NL) Clayton Kershaw- Clayton Kershaw is scary good. If I were a hitter in the NL West, I would have nightmares about the guy. He’s big, he’s left-handed, he can strike you out with any of his pitches, and his numbers from 2011 are downright silly: 2.28/2.47/2.84 slash line, 9.57 K/9, 2.08 BB/9, 6.8 fWAR in 233.1 IP. That 2.08 BB/9 was down from 3.57 in 2010, which was down from 4.79 in 2009. And the kid just turned 24 years old! He’s still learning to refine his game and still getting better, which makes him even scarier. Like Hernandez, Kershaw is going to be expected to carry what could be a very shaky Dodgers’ pitching staff, something that should work to his advantage as the Halladays, Lees, Hamelses, and Lincecums of the world steal votes from each other. A 2nd Cy Young at age 24 would be very impressive, and I don’t think it will be Kershaw’s last.
American League: Felix Hernandez. The 2010 Cy Young Winner is still the best pitcher in baseball. His ERA took a hit last season, but his K/BB ratio didn’t budge. He’s somehow still just 26 years old, so he could even still improve. A poor W-L record could hold him back, but he’s my pick for the best pitcher of 2012.

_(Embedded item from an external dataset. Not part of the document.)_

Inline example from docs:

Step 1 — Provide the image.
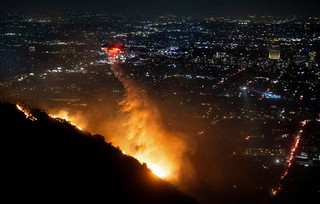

National League: Clayton Kershaw. I’m betting he repeats as Cy Young winner in 2012. He put together his fantastic 7-WAR season at just 23 years old. Kershaw may be far from his peak at this point. He’ll look real good in pinstripes one day.
AL Cy Young
01. Jered Weaver
02. CC Sabathia
03. Justin Verlander
We in the analytics community tend to fall in love with “luck,” and it is something that may be as inane as those on the other side of the coin that cannot even discuss BABIP or LOB% or HR/FB without foaming at the mouth. Jered Weaver has posted below league-average BABIP and HR/FB numbers throughout his career, and his ability to mix two or three fastballs, a slider, a change-up, and a curve likely has much more to do with that than any amount of luck. I suspect that this season – the last year of Weaver’s 20s – will be the year in which he dominates from wire to wire, matching his 2010 strikeout rates and maintaining tremendous run prevention numbers. The improved offense, with Albert Pujols, Vernon Wells in an even-numbered year, a healthy Kendrys Morales, and (possibly) a Mike Trout sighting should help with the wins narrative, to boot.
NL Cy Young
01. Cole Hamels
02. Roy Halladay
03. Tim Lincecum
In 2011, Hamels quietly pieced together the very best season of his career, posting well above-average strikeout, walk, and groundball rates. There are a litany of possible explanations for this – maturation, natural talent, sitting in the bullpen with Halladay and Lee whispering into his ears … but I am quite certain that the revelation that was somewhat obscured by the brilliance of the aforementioned 1a. and 1b. was entirely real, and a precursor of things to come. Now, at the age of 28 and on the cusp of nine-figures this winter, I think we may see an early contender for the best season of this young decade.